A couple of months ago I wrote about how I'd modified my WordPress 404 page to be a little bit more useful and informative to any reader unlucky enough to encounter it. Amazingly that article was deprecated almost as soon as I'd published it as I had continued to refine and supplement the code I'd described there. Furthermore, I had added some more functionality to the page for better "possible match" suggestions. So in this article I'm revisiting the custom 404-page to describe the changes I've made since the previous installment.
You see, one thing I realised was that if a link to a missing resource came in from a search-engine, I would have a referrer string that included the keyword(s) or phrase that had been submitted to that search-engine, since they almost all include that data in their URIs. Surely then, I should be exploiting that fact to the benefit of my visitor?

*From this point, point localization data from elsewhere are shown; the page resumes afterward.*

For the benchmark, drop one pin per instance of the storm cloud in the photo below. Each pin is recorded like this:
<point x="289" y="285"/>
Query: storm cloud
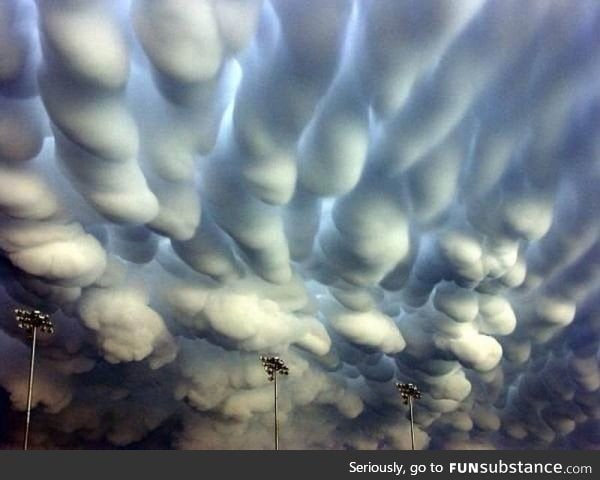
<point x="377" y="191"/>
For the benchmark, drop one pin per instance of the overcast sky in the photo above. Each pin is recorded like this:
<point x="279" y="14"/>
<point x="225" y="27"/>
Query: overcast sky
<point x="377" y="191"/>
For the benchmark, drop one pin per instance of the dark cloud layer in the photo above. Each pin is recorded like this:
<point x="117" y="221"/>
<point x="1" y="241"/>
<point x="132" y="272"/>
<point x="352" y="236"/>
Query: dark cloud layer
<point x="376" y="190"/>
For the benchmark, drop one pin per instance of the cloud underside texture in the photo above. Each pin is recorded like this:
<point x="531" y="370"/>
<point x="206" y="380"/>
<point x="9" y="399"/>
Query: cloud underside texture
<point x="377" y="191"/>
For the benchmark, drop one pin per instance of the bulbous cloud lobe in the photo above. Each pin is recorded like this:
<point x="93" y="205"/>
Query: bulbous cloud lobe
<point x="376" y="191"/>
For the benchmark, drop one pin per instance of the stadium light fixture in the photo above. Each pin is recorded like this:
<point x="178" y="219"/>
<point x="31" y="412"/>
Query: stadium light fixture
<point x="410" y="392"/>
<point x="31" y="322"/>
<point x="274" y="366"/>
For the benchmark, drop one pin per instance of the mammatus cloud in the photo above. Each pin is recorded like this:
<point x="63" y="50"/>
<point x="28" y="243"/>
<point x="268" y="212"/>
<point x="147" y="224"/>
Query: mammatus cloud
<point x="378" y="191"/>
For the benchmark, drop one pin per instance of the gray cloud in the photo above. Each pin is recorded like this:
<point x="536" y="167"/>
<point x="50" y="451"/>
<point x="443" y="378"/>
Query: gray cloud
<point x="376" y="191"/>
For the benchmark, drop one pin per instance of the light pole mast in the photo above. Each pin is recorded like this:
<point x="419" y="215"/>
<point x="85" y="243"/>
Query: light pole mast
<point x="410" y="392"/>
<point x="273" y="366"/>
<point x="31" y="321"/>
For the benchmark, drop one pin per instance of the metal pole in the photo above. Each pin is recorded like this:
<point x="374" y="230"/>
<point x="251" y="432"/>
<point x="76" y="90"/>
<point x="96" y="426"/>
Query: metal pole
<point x="412" y="430"/>
<point x="30" y="391"/>
<point x="275" y="405"/>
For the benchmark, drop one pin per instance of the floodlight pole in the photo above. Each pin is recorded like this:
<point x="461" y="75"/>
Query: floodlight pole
<point x="410" y="392"/>
<point x="412" y="424"/>
<point x="30" y="389"/>
<point x="274" y="366"/>
<point x="275" y="409"/>
<point x="30" y="321"/>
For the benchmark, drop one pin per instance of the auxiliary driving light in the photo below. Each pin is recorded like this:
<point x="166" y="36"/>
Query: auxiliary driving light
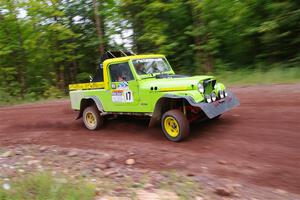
<point x="225" y="93"/>
<point x="208" y="98"/>
<point x="221" y="94"/>
<point x="200" y="87"/>
<point x="213" y="97"/>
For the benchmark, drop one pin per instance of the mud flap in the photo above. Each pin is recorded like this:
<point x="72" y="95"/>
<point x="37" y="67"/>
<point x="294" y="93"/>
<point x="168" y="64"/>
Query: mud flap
<point x="219" y="107"/>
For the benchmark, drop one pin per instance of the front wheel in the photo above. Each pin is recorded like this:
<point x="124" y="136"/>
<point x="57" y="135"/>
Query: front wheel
<point x="175" y="125"/>
<point x="91" y="118"/>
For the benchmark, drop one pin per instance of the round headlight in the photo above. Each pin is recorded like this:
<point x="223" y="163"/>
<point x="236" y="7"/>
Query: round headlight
<point x="213" y="97"/>
<point x="221" y="94"/>
<point x="225" y="93"/>
<point x="200" y="88"/>
<point x="208" y="98"/>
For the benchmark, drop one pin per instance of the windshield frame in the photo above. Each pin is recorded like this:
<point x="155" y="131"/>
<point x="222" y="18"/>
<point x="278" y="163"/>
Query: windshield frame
<point x="142" y="76"/>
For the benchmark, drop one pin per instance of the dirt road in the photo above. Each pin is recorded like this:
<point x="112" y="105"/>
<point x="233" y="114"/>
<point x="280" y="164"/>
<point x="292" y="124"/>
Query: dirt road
<point x="256" y="143"/>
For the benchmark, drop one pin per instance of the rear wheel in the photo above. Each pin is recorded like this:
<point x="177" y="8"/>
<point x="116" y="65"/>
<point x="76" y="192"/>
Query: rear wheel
<point x="175" y="125"/>
<point x="91" y="118"/>
<point x="217" y="117"/>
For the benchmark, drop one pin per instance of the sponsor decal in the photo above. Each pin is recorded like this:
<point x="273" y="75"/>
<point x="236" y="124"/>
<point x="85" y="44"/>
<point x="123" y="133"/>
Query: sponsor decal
<point x="122" y="96"/>
<point x="123" y="85"/>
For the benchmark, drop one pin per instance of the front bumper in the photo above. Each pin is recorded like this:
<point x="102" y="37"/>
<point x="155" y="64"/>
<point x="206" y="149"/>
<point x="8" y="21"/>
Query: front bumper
<point x="220" y="106"/>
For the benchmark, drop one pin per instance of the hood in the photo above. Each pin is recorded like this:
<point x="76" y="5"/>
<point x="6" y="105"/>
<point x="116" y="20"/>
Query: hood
<point x="176" y="83"/>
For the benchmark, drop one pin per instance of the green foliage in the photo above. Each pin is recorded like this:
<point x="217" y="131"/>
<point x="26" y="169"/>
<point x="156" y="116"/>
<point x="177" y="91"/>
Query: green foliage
<point x="45" y="187"/>
<point x="46" y="45"/>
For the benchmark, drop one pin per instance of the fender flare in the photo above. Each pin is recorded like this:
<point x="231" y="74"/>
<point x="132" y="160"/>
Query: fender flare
<point x="83" y="105"/>
<point x="156" y="115"/>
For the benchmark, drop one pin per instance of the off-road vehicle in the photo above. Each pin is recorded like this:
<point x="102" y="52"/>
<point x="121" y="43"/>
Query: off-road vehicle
<point x="146" y="85"/>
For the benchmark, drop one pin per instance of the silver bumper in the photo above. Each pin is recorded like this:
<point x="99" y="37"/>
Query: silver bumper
<point x="219" y="107"/>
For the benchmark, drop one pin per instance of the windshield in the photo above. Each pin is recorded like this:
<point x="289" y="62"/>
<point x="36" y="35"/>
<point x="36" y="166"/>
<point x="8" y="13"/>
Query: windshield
<point x="150" y="66"/>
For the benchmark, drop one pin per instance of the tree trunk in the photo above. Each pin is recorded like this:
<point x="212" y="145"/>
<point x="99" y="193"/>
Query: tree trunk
<point x="202" y="59"/>
<point x="98" y="27"/>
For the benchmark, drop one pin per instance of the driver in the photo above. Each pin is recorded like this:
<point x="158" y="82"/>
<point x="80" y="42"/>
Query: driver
<point x="139" y="67"/>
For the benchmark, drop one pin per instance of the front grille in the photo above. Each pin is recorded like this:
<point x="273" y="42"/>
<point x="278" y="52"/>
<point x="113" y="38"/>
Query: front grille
<point x="209" y="85"/>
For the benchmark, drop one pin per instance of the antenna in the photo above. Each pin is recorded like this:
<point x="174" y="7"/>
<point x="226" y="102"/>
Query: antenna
<point x="111" y="54"/>
<point x="123" y="53"/>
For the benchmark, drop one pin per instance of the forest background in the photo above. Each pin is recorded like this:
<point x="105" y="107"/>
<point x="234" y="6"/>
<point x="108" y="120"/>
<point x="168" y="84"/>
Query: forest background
<point x="47" y="44"/>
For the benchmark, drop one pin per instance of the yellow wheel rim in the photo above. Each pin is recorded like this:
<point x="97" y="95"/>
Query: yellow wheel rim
<point x="90" y="119"/>
<point x="171" y="126"/>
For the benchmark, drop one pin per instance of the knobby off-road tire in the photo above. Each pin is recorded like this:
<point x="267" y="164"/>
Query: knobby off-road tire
<point x="217" y="117"/>
<point x="175" y="125"/>
<point x="92" y="118"/>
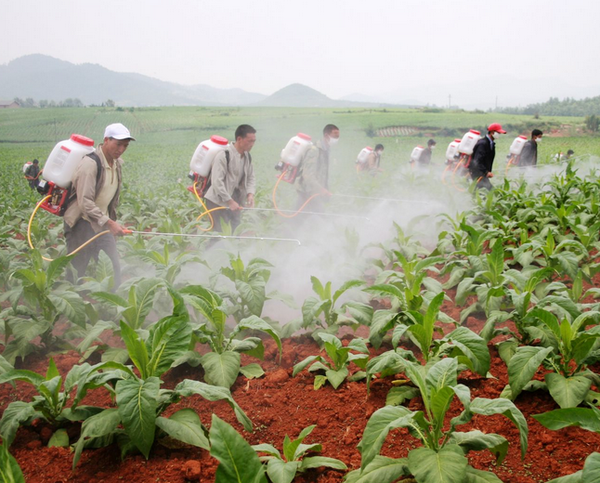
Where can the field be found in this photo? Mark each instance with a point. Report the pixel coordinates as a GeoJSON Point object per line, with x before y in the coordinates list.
{"type": "Point", "coordinates": [453, 334]}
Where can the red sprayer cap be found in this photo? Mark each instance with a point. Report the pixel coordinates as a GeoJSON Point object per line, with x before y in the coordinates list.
{"type": "Point", "coordinates": [78, 138]}
{"type": "Point", "coordinates": [219, 140]}
{"type": "Point", "coordinates": [496, 127]}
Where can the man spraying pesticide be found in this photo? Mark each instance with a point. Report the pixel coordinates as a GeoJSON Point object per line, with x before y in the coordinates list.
{"type": "Point", "coordinates": [83, 185]}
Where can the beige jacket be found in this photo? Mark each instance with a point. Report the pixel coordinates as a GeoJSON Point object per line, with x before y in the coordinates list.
{"type": "Point", "coordinates": [314, 170]}
{"type": "Point", "coordinates": [231, 181]}
{"type": "Point", "coordinates": [83, 195]}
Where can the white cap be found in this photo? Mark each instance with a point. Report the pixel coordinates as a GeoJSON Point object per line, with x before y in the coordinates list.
{"type": "Point", "coordinates": [117, 131]}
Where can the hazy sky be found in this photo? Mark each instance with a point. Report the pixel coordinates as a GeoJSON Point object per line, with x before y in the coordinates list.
{"type": "Point", "coordinates": [398, 49]}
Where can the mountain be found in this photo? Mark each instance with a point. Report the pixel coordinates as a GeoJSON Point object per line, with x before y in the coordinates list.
{"type": "Point", "coordinates": [298, 95]}
{"type": "Point", "coordinates": [44, 77]}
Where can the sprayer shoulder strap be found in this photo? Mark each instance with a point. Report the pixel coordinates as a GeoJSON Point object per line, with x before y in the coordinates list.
{"type": "Point", "coordinates": [96, 158]}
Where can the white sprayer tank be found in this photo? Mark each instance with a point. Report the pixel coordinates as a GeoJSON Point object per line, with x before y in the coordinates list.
{"type": "Point", "coordinates": [295, 149]}
{"type": "Point", "coordinates": [364, 154]}
{"type": "Point", "coordinates": [452, 150]}
{"type": "Point", "coordinates": [64, 158]}
{"type": "Point", "coordinates": [416, 154]}
{"type": "Point", "coordinates": [517, 145]}
{"type": "Point", "coordinates": [205, 153]}
{"type": "Point", "coordinates": [468, 142]}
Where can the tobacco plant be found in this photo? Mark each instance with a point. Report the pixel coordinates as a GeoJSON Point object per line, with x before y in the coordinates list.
{"type": "Point", "coordinates": [223, 363]}
{"type": "Point", "coordinates": [284, 468]}
{"type": "Point", "coordinates": [319, 314]}
{"type": "Point", "coordinates": [137, 420]}
{"type": "Point", "coordinates": [443, 454]}
{"type": "Point", "coordinates": [567, 349]}
{"type": "Point", "coordinates": [45, 299]}
{"type": "Point", "coordinates": [336, 371]}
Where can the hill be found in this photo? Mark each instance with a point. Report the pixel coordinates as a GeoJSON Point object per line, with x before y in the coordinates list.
{"type": "Point", "coordinates": [44, 77]}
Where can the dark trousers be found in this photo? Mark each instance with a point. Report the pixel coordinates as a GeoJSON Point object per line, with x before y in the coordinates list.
{"type": "Point", "coordinates": [481, 178]}
{"type": "Point", "coordinates": [231, 217]}
{"type": "Point", "coordinates": [82, 232]}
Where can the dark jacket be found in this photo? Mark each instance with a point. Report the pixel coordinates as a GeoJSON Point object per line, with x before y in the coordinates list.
{"type": "Point", "coordinates": [529, 154]}
{"type": "Point", "coordinates": [483, 157]}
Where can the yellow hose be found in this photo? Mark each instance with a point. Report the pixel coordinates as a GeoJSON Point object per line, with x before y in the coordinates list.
{"type": "Point", "coordinates": [206, 211]}
{"type": "Point", "coordinates": [454, 174]}
{"type": "Point", "coordinates": [275, 201]}
{"type": "Point", "coordinates": [74, 251]}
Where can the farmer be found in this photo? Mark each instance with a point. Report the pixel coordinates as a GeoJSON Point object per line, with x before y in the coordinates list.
{"type": "Point", "coordinates": [232, 179]}
{"type": "Point", "coordinates": [529, 153]}
{"type": "Point", "coordinates": [94, 199]}
{"type": "Point", "coordinates": [374, 160]}
{"type": "Point", "coordinates": [425, 157]}
{"type": "Point", "coordinates": [313, 173]}
{"type": "Point", "coordinates": [32, 173]}
{"type": "Point", "coordinates": [483, 157]}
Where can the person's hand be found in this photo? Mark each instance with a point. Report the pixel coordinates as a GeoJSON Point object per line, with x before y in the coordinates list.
{"type": "Point", "coordinates": [233, 206]}
{"type": "Point", "coordinates": [115, 228]}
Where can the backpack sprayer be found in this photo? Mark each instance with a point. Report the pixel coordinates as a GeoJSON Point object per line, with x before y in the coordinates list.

So my 404.php file begins with the standard message that all visitors will see:
<p>Sorry, but <em><? echo $_SERVER['REQUEST_URI']; ?></em> doesn't exist on the <a href="/" title="go to: the home-page..."><strong>Urban Mainframe</strong></a> at this time. If it once existed here then it may have been moved, renamed or deleted.</p>
Then, if there is a referrer, we inform the user that the inbound link is incorrect:
<? if ($_SERVER['HTTP_REFERER']) { echo "<p>The link at <em><a href="" . $_SERVER['HTTP_REFERER'] . "">" . $_SERVER['HTTP_REFERER'] . "</a></em> is incorrect.</p>"; } ?>
This is followed with a little more helpful information. Then we get to the real magic of the page. We want to be able to offer the reader a list of possible matches if possible, based on the URI they have requested, or the keyword(s) or phrase they submitted to a search-engine. We do this by extracting keywords from our referrer URI and performing an internal, full-text search on our content with those keywords.
We start by breaking the URI of the requested (erroneous) page into its component parts (ditching the domain name and TLD and splitting the remainder of the URI on the "/" character). Each URI slug is then appended to a string called "$keyword", separated with a white-space. We do this for two reasons:
This means that if our search-engine referrer test returns nothing then we still might have a keyword or two to perform our internal search with.
NOTE: The "$keyword" variable will thus always be populated. If there is a match on the external search-engine referrer test, then the "$keyword" variable will be replaced with the results of that test.
$keyword = substr($_SERVER['REQUEST_URI'],1);
$keyword = urldecode(stripslashes($keyword));
$keyword = str_replace('/',' ',$keyword);
Then we check to see if the referrer is one of the search-engines we know about and, if it is, we extract the keyword(s) or phrase that the search-engine was processing. We then make our "$keyword" variable equal whatever the "query" variable is for a given search-engine. For Google that "query" variable is called "q", for Lycos it's "query", for Yahoo it's "p" and so on.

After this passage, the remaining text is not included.